Resolved: Litmus tests are death to art.
Also resolved: In their nearly century-long existence, the Oscars have never been about art.
The news that the Academy of Motion Picture Arts and Sciences is instituting new “inclusion requirements” for any movie hoping to be nominated for best picture set off all the expected Klaxon horns along the cultural and political spectrums. It’s about time, say those rooting for diversity in front of and behind the camera. It’s a politically correct firing squad for free expression, say traditionalist watchdogs. You don’t have to know anything about the Oscars to have an opinion on this one. And, believe me, that knowledge, or lack thereof, will show. (Especially in online comments sections.)
The thing is that both sides have a point and both sides have it wrong. Installing a woke purity test for Oscar nominees does nothing — zilch, nada, bupkes — to affect the movies that get made or awarded. It mostly makes Academy members and the film companies in general feel better about themselves, which is what the Oscars have been about from Day 1. In the process, the new rules just may end up hurting those who need the most help — short-staffed independent filmmakers — and favoring the studio powers that be.
Which, honestly, is also what the Academy Awards have always been about.
Here are the specifics. To be eligible for a best picture nomination (the only category currently affected), a film will have to satisfy diversity requirements in two out of four categories. Loosely, those categories are: on the screen, behind the screen, in entry-level and training positions, and on the marketing and distribution teams.
For instance, to pass “Standard A: On-Screen Representation, Themes, and Narratives,” an eligible movie must meet one of the following criteria: At least one of the lead or major supporting actors has to be from an underrepresented racial or ethnic group; or 30 percent of all secondary and minor roles should be from at least two groups of four (women; racial or ethnic groups; LGBTQ+; people with cognitive or physical disabilities); or the main story line must be centered on an underrepresented group.
Sounds like Stalinist madness and a surefire path to neutered creativity, doesn’t it? Or maybe it’s the only way to ensure more stories get told, about more kinds of people, than Hollywood usually bankrolls and awards.

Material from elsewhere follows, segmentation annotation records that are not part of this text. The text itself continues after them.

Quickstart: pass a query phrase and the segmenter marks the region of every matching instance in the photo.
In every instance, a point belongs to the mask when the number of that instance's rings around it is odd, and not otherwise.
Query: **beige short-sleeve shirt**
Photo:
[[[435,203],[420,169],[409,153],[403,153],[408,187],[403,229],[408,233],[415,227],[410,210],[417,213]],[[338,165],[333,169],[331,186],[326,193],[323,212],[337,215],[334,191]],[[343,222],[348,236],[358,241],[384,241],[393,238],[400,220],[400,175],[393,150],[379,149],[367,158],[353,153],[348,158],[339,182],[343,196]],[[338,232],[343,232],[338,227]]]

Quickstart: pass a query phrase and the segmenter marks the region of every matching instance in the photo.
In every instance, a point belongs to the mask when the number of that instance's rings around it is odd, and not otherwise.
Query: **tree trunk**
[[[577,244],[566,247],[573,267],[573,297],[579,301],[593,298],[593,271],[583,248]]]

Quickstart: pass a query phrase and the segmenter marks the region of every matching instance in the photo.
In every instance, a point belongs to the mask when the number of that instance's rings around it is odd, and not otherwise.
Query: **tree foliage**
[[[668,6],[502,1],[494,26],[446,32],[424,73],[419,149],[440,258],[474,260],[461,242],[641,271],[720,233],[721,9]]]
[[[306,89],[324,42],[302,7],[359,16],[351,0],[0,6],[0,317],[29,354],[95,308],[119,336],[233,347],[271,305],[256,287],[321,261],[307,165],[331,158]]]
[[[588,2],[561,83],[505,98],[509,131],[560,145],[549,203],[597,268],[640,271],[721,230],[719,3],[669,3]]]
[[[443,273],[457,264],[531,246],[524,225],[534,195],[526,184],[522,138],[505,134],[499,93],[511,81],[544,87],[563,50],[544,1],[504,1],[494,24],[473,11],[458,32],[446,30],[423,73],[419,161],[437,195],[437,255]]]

In fact, it’s neither. The rules are broad and vague enough to weasel just about any movie into the nominees’ circle. If your film’s hairstylist and costume designer are women — as is almost always the case — and one of them is of color and the hero of the movie has a gay friend, bingo, you’re good.
That’s the most cynical reading. The most generous would be that an insistence on 30 percent diversity in a cast ensemble or on a film crew; ongoing paid internships and apprenticeships for those groups often shut out of the industry boys’ club; and “multiple in-house senior executives” from underrepresented groups on the back-end teams — well, these are good things. Anyone who knows Hollywood knows the talent is there and knocking on a door that remains stubbornly closed.
And arguably that’s what the Academy has been trying to jump-start with its own membership diversity initiatives, more than doubling the number of women and underrepresented ethnic groups in the four years from 2016 to 2020. That, more than onscreen, is where the change needs to happen, and even more so in the executive suites where the kinds of stories that get greenlit and paid for still hang on the say-so of powerful white men. Nothing’s going to change until that changes, and you’re allowed to scoff at the new Oscar best picture eligibility rules as feel-good tokenism that studio sharks will delight in bending to awards-season ends. More than one observer has already noted that it will be far easier for the corporate studios to play the staffing game — and to game it — than an independent company strapped for finances and personnel. As always, the rules favor the big boys.
Fact: The Academy Awards were invented in the late 1920s as a way for the movie studios to put their best feet forward while busily trying to crush unions behind the scenes. The Oscars were the moguls’ way of patting themselves on the back and saying, “Look, we’re not so bad. We don’t just tell lurid stories of sin and sex, even though those are the movies you actually buy the tickets for. We make important work. We make art.”
It was, is, and always will be a public relations ploy, in other words, and it’s easy to read the new inclusion rules as more of the same, affecting only those movies that stand to be put forward as Hollywood’s “important work” but not the bulk of everyday releases. A new study from the Annenberg Inclusion Initiative of 1,300 movies over 12 years found that women and underrepresented ethnicities still each make up only one-third of speaking roles, unchanged from 2007. Litmus tests won’t affect those; a broader range of people in the head office and the producers’ and directors’ chairs will. Forcing inclusivity rules for Oscar’s gold ring might well result in creative choices coming from people who traditionally don’t get a chance to make them. It could just as likely result in self-important social dramas that never draw a genuine breath.
In other words, the kind of movie that traditionally gets a best picture nomination. Sometimes it happens that Oscar winners are good movies — sometimes they’re even art — but that’s almost always secondary to the yearly feel-good glow before the return to making money. The truth is that the majority of best picture winners from recent years, including some of the most shameless, would pass the inclusion test without changing a thing. Doesn’t George VI’s stammer in “The King’s Speech” (2010) count as a disability? Aren’t all those dramas of biracial friendship a shoo-in, regardless of whether they’re really just about a white character’s moral growth? Any rule change that still lets “Green Book” (2018) win best picture probably hasn’t gone far enough. (Yes, I’m still fighting that one.) On the other hand, any awards contest that hands the big prize to a small but staggering film like “Moonlight” (2016) is already doing something right. If the new rules open the door to more films like that one, they’ll be worth it. But I wouldn’t hold my breath. The pieces of any movie can be predetermined but the magic of a great one remains a mystery beyond categorization.